It is a job role that has been glamourised in recent years, with some even describing it as the ‘sexiest job of the 21st century’. No, not playing James Bond – the data scientist, known for its use of cutting-edge, open-source technology.
Raising the profile of the role has been essential to attract more people to the industry, at a time when there is a worrying skills shortage. But data scientists will only survive in the enterprise if they gain a reputation for supporting organisations’ use of structured and unstructured data for real and accurate business benefits.
Data scientists’ time in the spotlight will be short-lived if they become known for jumping on the latest new technology without purpose.

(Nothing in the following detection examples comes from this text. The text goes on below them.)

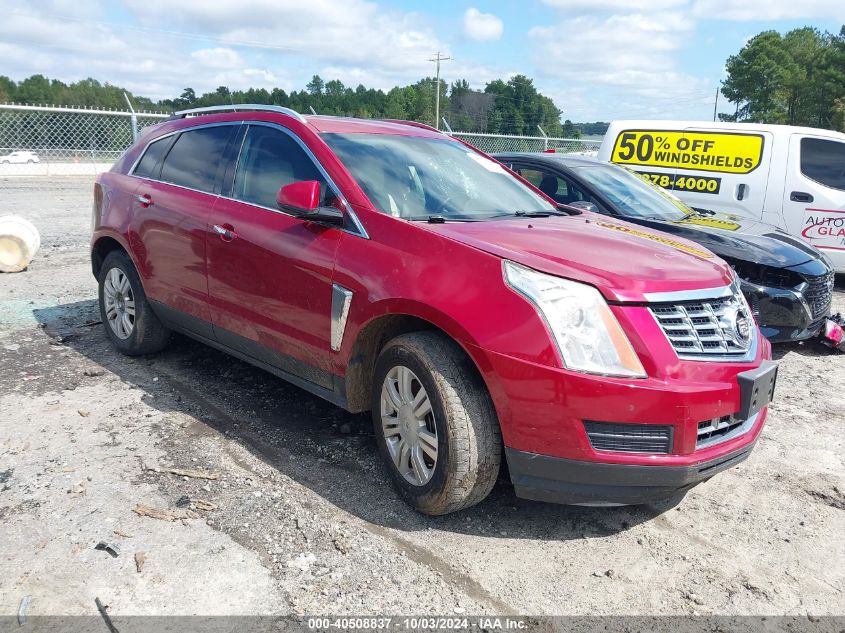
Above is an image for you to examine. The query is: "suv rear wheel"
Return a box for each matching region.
[372,332,501,515]
[98,251,170,356]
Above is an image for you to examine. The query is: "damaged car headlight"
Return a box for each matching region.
[503,261,646,378]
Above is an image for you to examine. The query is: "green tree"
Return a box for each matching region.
[720,27,845,127]
[0,75,18,103]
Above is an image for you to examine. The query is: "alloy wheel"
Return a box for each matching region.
[381,365,438,486]
[103,268,135,339]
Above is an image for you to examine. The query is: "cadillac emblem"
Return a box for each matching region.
[719,306,752,350]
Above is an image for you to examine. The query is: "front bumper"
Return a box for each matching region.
[740,260,833,343]
[505,442,754,505]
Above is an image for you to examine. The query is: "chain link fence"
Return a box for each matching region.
[0,104,169,177]
[0,104,601,178]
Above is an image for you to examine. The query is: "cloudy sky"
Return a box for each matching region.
[0,0,845,121]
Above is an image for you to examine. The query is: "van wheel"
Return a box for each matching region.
[372,332,502,515]
[98,251,170,356]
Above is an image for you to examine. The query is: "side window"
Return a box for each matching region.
[161,125,237,193]
[232,125,335,209]
[132,136,173,179]
[801,138,845,191]
[558,178,592,202]
[513,165,543,188]
[517,169,590,204]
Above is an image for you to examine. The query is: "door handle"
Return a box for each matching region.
[212,224,238,242]
[789,191,813,202]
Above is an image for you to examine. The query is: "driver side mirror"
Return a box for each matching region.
[276,180,344,226]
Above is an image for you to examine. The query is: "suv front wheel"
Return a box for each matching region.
[372,332,501,515]
[98,251,170,356]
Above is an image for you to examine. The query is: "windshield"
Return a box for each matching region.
[573,164,693,221]
[323,134,557,220]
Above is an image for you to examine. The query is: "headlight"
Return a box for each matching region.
[503,261,646,378]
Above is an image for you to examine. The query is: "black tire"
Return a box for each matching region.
[372,332,502,515]
[97,251,170,356]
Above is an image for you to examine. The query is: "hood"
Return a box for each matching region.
[637,213,821,268]
[421,212,733,302]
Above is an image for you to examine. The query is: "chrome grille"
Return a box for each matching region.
[649,289,756,359]
[804,272,833,319]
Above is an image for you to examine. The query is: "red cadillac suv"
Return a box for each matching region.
[91,105,777,514]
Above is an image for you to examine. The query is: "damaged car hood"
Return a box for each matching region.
[637,213,819,268]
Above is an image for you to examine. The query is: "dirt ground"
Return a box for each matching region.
[0,178,845,615]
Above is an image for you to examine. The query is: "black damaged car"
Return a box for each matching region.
[494,153,834,342]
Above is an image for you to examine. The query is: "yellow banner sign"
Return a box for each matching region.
[610,130,763,174]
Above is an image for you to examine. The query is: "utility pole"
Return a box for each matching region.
[428,51,452,130]
[713,81,722,121]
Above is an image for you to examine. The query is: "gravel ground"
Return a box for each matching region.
[0,178,845,615]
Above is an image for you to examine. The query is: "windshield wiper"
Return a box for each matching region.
[405,215,480,224]
[684,209,716,218]
[489,209,569,218]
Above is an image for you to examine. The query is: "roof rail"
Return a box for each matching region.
[381,119,445,134]
[173,103,307,123]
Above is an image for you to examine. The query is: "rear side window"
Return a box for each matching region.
[161,125,236,193]
[801,138,845,191]
[232,125,334,209]
[132,136,173,179]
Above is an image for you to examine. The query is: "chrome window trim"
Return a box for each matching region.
[331,283,352,352]
[237,121,370,240]
[127,121,370,240]
[173,103,308,123]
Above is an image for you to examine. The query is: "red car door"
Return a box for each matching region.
[207,123,343,389]
[130,125,239,336]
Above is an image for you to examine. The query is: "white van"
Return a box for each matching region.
[598,121,845,273]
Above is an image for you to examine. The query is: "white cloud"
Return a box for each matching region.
[191,48,244,68]
[692,0,845,22]
[528,14,694,82]
[0,0,502,99]
[529,13,712,120]
[125,0,448,76]
[543,0,684,13]
[464,7,505,42]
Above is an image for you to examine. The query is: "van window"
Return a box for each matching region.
[132,136,173,180]
[161,125,236,193]
[232,125,335,209]
[801,138,845,191]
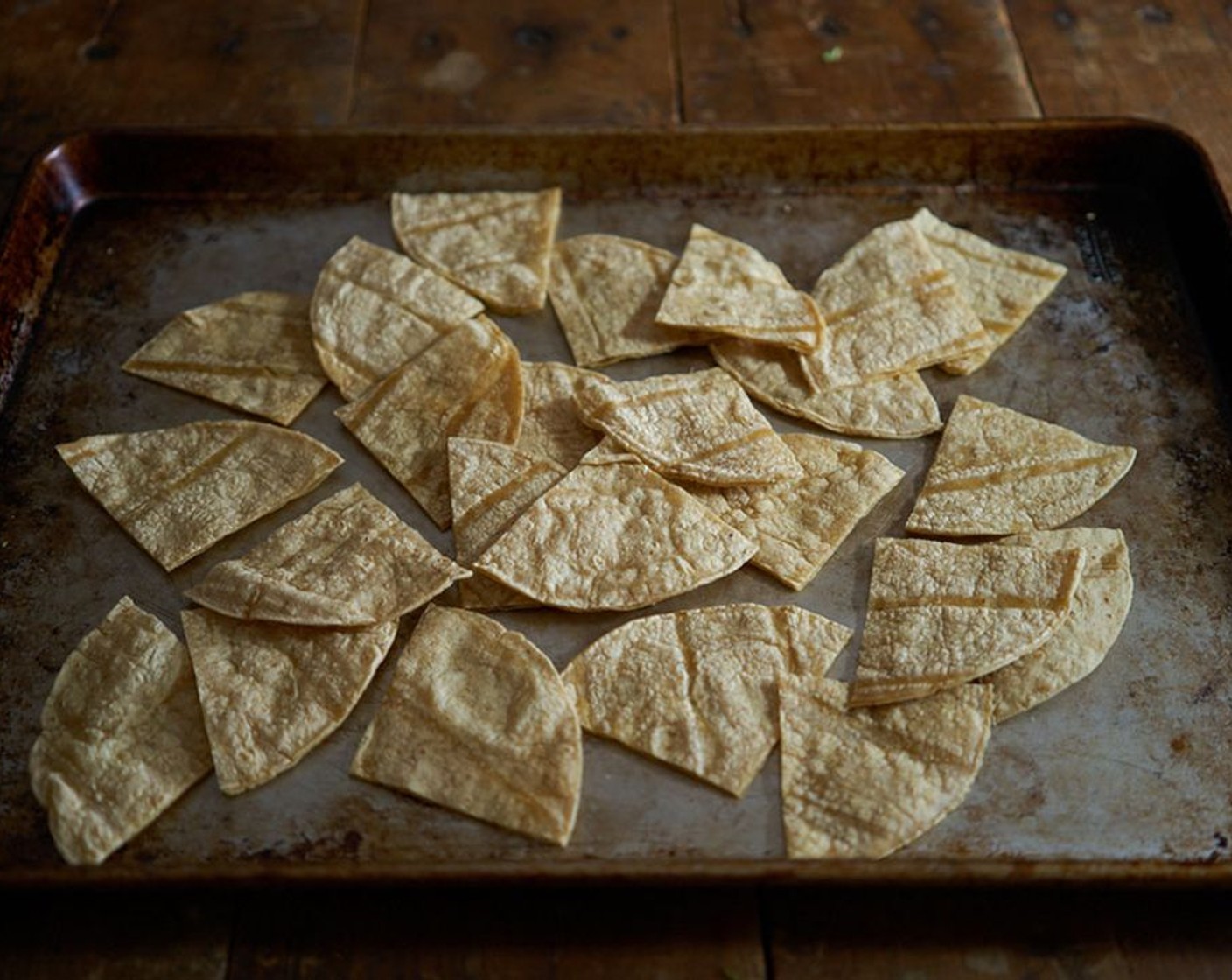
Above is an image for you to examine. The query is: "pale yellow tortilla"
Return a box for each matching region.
[30,595,212,864]
[351,606,582,845]
[562,603,851,796]
[55,422,342,570]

Of course, technology plays an important role, but data scientists should ensure analytics are truly client-focused by adopting the technology required to provide the richest answer.
>See also: A recipe for the modern data scientist
The new-age data scientist uses lateral thinking to solve real business problems instead of wasting precious time and resources. This means that new technologies must all be evaluated, analysed and tested to determine the real value they have to the business.
One of the areas that data scientists get excited about is open source – this is a natural fit because of the exploratory nature of data science that leads to a high level of user collaboration.
It also happens that many of the ‘hot’ new technologies on the market do emerge through this movement. Established tools for data management and analysis such as Hadoop and Cassandra are all open source and offer huge gains in flexibility and cost.
It’s not just about thinking about cost, though – be it how much you save or how much you spend. Open standards are helping to create a level playing field and allowing companies of all sizes the opportunity to plug lots of things together.
This means businesses are able to combine the capabilities of open source and commercial technology and enjoy the benefits of both.
Exciting tools continue to arrive on the scene every day aiming to replicate their success, which is never easy. And some do have the potential to fundamentally change the way organisations do business – take for example the success of technologies like Python and Spark in the data science field.
The reality is, newer open-source technology isn’t necessarily mature enough to create a stable platform for the enterprise and organisations need to adopt a cautious approach.
Security and a lack of support may also hold enterprises back from using the latest technology on the market. It’s important that business leaders understand the risks involved with implementing new technology that is either not ready or secure enough to be used. It’s all well and good installing the latest tyres on your car, but if they fall apart when you’re on the road, you’re in big trouble.
Once the right piece of technology has been identified for the business, the focus should immediately switch to how to implement and maximise its impact so the business doesn’t stall when it’s up and running.
To maximise the opportunities of innovation through collaboration, while meeting the enterprise need of reliability and ease of use, more and more start-ups are creating enterprise wrappers to go around open-source tools – for example, Wakari.
Revolution Analytics, which was recently acquired by Microsoft, is another company making waves, providing software and services for R, a programming language that is widely used across the world for statistical computing and predictive analytics.
With much more control and security, and still lower cost than proprietary enterprise software, this approach strikes the balance most enterprises need between cutting edge technology and stability.
>See also: How to become a part-time data scientist
Bringing together the best of open source with commercial awareness has much greater combined effect at the fraction of the cost.
Moving forward, the importance of data scientists will become increasingly evident as they analyse the latest products to roll off the service line. The best enterprise data scientists will not be distracted by ‘the next big thing’ and will keep their focus on the tools that help to gain the richest possible insights for the business.
At a time of huge innovation, driven by open source in particular, data scientists need to remember that the best fit technology for the enterprise is not always the newest. The risk is simply far too great to a business to take a chance and install the first shiny piece of new technology they see.
Fundamentally, bleeding-edge technology must be balanced with the security and stability needs of a large enterprise.